I’ve got a tight bond with my wigs, after all they’re with me every day. They are my steadfast companions in my journey with the Big “C”. They make me look and feel like I don’t have cancer. They are doing their job extremely well. I’ve named them – Gladys and Fifi. I had originally thought they would be named something more sophisticated and glamorous. Monique, Coco, Elisabetta, the list was endless. But alas, they named themselves. Neither would take no for an answer. Gladys popped into my head and just wouldn’t leave. So Gladys it is. She’s the wig I wear 99% of the time. She looks the most like my original style only better. I finally looked up the meaning of Gladys and besides being a derivative of a flower, it also means Royalty or princess. That pretty much sums up my Gladys. She has the traits of a royal. She is loyal, steadfast and regal. She has given me back some of my power and I am forever grateful. I love dear Gladys.

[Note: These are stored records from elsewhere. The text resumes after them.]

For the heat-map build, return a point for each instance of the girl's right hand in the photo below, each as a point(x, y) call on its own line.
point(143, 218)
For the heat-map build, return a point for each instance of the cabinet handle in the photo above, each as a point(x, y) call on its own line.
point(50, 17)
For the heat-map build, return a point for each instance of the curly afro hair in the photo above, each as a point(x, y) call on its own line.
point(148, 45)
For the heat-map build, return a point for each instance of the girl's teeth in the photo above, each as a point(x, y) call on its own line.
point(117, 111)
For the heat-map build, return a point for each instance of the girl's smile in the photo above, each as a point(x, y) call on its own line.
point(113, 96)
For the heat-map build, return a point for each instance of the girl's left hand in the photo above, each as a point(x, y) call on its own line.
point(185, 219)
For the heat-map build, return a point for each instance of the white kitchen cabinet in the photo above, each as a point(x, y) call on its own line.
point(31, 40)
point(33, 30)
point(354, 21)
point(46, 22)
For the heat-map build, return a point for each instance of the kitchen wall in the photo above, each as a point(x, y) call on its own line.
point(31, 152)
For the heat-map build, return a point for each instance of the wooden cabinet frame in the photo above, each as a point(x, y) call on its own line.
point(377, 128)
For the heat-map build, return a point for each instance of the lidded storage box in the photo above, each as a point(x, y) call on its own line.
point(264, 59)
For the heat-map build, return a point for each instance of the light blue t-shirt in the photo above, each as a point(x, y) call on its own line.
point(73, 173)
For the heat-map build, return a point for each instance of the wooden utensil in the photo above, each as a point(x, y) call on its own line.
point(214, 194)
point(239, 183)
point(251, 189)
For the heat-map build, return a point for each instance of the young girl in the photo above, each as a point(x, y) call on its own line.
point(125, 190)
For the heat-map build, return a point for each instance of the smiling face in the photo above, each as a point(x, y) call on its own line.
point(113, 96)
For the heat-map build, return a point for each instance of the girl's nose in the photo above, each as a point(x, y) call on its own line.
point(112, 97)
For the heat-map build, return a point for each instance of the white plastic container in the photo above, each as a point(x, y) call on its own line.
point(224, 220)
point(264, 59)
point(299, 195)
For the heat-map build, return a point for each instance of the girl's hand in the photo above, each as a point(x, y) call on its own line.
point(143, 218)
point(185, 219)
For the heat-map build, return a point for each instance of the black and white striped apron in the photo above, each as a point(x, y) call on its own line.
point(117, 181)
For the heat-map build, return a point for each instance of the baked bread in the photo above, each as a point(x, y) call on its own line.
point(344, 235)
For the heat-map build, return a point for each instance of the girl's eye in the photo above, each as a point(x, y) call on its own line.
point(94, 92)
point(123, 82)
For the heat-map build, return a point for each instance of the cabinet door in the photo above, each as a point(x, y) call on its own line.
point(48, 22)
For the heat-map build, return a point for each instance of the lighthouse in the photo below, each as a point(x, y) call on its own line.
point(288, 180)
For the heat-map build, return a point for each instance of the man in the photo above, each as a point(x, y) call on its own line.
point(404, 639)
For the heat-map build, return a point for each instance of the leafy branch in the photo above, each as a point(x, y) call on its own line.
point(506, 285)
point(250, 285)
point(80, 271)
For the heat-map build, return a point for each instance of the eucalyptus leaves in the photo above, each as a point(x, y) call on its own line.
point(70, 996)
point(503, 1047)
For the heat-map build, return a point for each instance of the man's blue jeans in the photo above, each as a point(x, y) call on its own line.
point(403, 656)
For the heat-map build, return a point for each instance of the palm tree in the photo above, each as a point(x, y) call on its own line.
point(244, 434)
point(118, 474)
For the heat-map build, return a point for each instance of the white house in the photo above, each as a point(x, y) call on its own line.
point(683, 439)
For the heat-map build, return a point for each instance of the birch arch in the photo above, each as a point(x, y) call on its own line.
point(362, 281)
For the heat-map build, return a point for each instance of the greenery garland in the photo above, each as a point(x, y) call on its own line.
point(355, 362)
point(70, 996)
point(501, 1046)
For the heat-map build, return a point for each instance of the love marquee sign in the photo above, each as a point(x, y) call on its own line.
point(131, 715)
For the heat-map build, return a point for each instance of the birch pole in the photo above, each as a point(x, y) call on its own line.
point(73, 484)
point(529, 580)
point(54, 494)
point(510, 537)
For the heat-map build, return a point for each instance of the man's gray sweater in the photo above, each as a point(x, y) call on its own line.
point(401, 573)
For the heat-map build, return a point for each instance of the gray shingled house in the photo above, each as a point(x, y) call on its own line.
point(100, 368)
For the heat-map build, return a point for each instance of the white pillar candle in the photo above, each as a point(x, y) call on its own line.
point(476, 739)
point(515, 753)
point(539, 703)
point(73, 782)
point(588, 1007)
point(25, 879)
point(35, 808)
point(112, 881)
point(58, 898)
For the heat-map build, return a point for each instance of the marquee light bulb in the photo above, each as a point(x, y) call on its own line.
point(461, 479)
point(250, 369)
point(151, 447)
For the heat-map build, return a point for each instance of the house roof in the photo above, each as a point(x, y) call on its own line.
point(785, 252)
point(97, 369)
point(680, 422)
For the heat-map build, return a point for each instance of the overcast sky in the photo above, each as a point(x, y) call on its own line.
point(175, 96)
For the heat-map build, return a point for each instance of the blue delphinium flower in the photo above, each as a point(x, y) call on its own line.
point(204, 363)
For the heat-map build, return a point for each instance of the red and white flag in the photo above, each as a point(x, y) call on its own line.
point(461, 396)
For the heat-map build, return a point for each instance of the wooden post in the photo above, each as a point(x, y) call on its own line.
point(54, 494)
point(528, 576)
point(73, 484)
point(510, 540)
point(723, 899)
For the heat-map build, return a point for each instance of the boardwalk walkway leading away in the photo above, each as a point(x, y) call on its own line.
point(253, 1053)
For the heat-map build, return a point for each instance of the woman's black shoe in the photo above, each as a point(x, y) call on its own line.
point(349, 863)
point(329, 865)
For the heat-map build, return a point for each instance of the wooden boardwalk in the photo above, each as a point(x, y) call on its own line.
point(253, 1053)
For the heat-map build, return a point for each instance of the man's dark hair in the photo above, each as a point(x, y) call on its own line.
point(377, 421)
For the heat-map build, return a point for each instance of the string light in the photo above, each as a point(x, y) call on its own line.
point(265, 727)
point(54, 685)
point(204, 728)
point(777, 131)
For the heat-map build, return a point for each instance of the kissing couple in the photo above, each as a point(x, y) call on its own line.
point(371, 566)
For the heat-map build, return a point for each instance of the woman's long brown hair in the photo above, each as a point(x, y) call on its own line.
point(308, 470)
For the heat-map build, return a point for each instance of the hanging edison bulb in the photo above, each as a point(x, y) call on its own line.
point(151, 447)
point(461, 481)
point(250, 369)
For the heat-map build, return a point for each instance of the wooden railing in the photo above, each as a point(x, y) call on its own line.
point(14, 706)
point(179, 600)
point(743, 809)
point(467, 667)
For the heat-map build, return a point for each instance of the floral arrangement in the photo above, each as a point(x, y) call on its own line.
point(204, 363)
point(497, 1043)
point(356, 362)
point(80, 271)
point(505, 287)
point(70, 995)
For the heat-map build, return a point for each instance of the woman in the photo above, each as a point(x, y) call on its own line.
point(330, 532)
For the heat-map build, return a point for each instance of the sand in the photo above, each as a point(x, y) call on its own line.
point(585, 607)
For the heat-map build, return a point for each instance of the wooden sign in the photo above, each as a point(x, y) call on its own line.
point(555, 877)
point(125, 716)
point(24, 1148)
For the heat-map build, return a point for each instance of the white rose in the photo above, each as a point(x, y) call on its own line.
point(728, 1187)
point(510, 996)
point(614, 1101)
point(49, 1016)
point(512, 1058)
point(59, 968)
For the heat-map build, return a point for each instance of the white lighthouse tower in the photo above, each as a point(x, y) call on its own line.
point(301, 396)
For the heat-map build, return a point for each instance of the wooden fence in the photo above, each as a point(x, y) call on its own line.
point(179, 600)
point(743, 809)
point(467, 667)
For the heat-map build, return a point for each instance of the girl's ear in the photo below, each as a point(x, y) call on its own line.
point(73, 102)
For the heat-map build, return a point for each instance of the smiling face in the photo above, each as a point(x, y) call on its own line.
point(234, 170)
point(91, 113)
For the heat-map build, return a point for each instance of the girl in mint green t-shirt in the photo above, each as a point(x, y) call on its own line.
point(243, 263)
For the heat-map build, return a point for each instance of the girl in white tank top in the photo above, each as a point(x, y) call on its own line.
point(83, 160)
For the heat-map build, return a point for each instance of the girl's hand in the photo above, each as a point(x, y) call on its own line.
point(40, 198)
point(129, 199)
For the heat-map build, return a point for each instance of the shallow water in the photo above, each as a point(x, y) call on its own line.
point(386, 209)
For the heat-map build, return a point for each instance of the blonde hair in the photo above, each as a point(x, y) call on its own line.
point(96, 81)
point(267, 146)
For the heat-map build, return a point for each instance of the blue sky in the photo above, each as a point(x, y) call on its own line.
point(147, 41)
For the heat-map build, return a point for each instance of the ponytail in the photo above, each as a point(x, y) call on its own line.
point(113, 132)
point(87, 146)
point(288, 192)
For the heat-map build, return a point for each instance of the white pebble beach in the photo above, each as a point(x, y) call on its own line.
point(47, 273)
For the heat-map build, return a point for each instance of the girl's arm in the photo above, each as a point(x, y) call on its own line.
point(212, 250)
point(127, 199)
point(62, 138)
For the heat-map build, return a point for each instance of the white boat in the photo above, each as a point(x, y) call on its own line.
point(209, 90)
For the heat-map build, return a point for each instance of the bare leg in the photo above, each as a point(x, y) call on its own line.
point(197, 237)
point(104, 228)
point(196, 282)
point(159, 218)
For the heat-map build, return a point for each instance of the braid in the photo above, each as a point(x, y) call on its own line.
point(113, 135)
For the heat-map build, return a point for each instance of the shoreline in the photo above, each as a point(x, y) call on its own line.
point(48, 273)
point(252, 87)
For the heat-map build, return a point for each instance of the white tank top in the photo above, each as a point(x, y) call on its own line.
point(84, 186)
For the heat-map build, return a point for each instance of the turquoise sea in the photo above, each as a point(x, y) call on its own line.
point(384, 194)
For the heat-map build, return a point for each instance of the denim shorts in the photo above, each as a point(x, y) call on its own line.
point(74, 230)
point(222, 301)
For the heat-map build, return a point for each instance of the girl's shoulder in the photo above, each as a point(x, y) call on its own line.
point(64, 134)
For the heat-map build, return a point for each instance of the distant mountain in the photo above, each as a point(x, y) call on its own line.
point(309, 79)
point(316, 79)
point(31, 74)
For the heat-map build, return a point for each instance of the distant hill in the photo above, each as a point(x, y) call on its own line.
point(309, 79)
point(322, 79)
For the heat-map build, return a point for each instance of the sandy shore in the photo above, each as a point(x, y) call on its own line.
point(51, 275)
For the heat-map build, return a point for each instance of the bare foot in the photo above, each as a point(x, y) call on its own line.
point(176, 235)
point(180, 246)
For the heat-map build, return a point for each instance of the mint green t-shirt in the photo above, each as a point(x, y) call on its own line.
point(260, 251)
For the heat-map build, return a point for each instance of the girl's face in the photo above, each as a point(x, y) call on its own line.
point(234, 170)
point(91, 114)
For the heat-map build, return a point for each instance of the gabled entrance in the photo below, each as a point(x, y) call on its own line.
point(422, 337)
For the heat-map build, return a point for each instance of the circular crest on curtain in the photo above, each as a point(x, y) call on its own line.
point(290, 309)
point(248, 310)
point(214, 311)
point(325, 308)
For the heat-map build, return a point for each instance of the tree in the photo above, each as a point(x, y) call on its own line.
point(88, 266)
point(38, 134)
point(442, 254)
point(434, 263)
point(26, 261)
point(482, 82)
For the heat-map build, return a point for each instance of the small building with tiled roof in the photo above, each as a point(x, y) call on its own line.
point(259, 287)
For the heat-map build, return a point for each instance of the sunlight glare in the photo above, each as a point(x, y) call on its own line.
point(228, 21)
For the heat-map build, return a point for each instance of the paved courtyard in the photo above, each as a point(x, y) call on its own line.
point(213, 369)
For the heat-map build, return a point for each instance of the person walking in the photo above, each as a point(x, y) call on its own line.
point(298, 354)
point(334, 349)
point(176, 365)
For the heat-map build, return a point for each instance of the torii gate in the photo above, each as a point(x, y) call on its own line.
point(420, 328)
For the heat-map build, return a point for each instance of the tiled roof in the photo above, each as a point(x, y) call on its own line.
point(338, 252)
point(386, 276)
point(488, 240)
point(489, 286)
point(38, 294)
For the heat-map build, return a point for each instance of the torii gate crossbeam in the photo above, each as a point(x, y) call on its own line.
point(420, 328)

Fifi on the other hand has a totally different vibe. I originally named her Coco but Fifi seemed to push her way in. She’s short, sassy and a little on the poofy side. I wear her when I’m taking a walk on the wild side – lol! When I want to be someone a little different. Both ladies are serving me well on my journey.
When cancer tries to strip you down and steal your dignity there are little things that bring you up.
My wigs do that for me. My bald head is a beacon that shouts – Look she has cancer! Gladys and Fifi help me look like the old “me” – pre cancer. They give me a chance to forget about my bald head for a while and just be Carey. They give me confidence on days when I’m feeling insecure. A wig may seem insignificant in the grand scheme of cancer treatment but being able to feel somewhat normal is priceless. So to Gladys and Fifi – you have my immense gratitude for helping me navigate this journey. I am forever grateful.